美女們嚶嚀一聲,撲到皇帝懷中,吻上了他的唇。

皇帝在她們身上展現了王者的征服。相繼滿足四名美女,讓她們再沒有力氣來撩撥他後,皇帝無情地將她們推到一邊,撞到了在一邊尋歡作樂的兩位大臣身上。

“處理掉!”

就好像是在打發不要的物件一樣的口氣,皇帝冷漠絕情的目光讓被撞到而看向這邊的臣子們心中一凜,極力討好都不能如這位君王的意,更別說企圖反叛了,而且他們也沒有這個能力,皇帝極為器重的方士濮翼身懷絕技,他們親眼目睹濮翼僅憑一人之力便殲滅了一整支軍隊。

但凡表現出一點對皇帝的不敬,就會被拖去成為人牲。已有三位大臣因為反對皇帝的暴政而丟掉了性命。現在留在皇帝身邊的,都是些阿諛奉承之輩。

他們齊齊說了聲“臣遵旨”,抱住美女嬌弱的身軀,看著她們絕美的容顏,嘴上雖然服從著,心裡卻認為皇帝這麼做太無情了。

並非是覺得皇帝殘忍無道的作為無情,只是覺得這麼美麗的女子就這樣拉去做了人牲,實在是有些可惜。

皇帝看著大臣們逐漸遠去的背影,輕輕籲了口氣。

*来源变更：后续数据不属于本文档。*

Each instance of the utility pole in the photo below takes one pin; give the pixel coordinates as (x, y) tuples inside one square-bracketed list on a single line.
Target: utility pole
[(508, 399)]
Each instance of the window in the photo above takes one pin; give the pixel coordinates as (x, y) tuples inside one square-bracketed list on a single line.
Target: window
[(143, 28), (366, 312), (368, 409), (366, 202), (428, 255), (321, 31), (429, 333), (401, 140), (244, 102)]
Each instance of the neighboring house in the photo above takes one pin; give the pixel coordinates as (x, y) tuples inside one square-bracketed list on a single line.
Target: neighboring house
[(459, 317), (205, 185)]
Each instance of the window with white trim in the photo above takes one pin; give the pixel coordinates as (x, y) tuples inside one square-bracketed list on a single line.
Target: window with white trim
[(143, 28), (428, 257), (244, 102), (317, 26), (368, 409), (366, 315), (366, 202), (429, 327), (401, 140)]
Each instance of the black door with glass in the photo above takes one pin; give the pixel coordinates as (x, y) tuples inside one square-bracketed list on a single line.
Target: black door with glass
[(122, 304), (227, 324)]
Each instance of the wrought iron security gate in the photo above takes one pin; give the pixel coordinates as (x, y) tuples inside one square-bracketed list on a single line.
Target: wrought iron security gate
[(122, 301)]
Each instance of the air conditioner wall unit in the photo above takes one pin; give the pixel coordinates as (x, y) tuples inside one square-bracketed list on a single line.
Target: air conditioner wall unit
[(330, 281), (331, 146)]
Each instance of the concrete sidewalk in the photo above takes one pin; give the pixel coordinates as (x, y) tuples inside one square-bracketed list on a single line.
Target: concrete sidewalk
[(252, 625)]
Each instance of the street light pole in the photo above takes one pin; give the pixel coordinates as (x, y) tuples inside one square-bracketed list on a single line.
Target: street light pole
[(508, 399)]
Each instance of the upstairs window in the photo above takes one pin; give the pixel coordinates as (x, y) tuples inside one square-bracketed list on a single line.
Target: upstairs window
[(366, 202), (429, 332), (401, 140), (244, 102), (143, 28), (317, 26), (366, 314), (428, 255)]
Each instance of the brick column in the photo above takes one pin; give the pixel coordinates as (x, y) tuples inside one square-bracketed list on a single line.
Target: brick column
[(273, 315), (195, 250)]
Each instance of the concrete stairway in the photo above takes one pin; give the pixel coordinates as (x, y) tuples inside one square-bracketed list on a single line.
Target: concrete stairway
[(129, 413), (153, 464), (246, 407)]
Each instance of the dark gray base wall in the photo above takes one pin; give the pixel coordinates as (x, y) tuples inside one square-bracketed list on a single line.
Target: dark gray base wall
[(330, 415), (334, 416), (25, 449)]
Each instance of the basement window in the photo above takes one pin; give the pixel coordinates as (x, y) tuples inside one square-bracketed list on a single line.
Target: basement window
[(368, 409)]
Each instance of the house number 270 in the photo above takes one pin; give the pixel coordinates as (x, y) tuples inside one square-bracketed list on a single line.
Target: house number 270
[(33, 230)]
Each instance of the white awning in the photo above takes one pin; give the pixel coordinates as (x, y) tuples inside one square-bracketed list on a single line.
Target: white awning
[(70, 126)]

他會抱那些美女也並不是出於慾望,只是單純享受恢複年輕的那種感覺罷了。所以將美女享用完就丟棄,他一點也不會心痛。

年逾五十的他,在濮翼“秘藥”的作用下一直維持著二十歲的容貌,就連各項體能也恢複到了少年時代的青春,甚至比他二十歲的時候還要完美。

現在這副強勁的身體,才是符合“天子龍體”的身體。

皇帝舒了一口氣,正因為青春的感覺是如此美妙,心中的空虛感也更深了——他已無法滿足只是恢複青春,他迫切需要的,是長生不老,是飛升成神。

新兵捧著七彩琉璃瓶和一個夜光杯在池水中走近皇帝,將濮翼新“釀造”的秘藥奉上。

皇帝舉著夜光杯,注視著杯中液體的雙眼中,流露出貪婪的光芒。他細細品味著這“能量”帶來的甘怡,流過喉頭的滋味就好像是蜂蜜一樣讓他欲罷不能。

一瓶藥被他很快飲盡,新兵正要退下,皇帝在這時發問:“朕說過多少次,這藥汁已經無法取悅朕了。濮翼的丹藥還沒有煉製出來嗎?”

新兵訕訕低頭:“國師大人說獻祭的人牲太少,可以提煉的‘純度’不夠,所以……”

“那就去抓啊!”皇帝氣惱地將七彩琉璃瓶摔向新兵的腦袋,破碎的聲音讓所有縱情享樂的男男女女安靜了下來,驚恐地看著他們的皇帝。“白水城、白晶城、白善城,不是還有這三城的賤民嗎!去抓回來!傳朕的旨意!”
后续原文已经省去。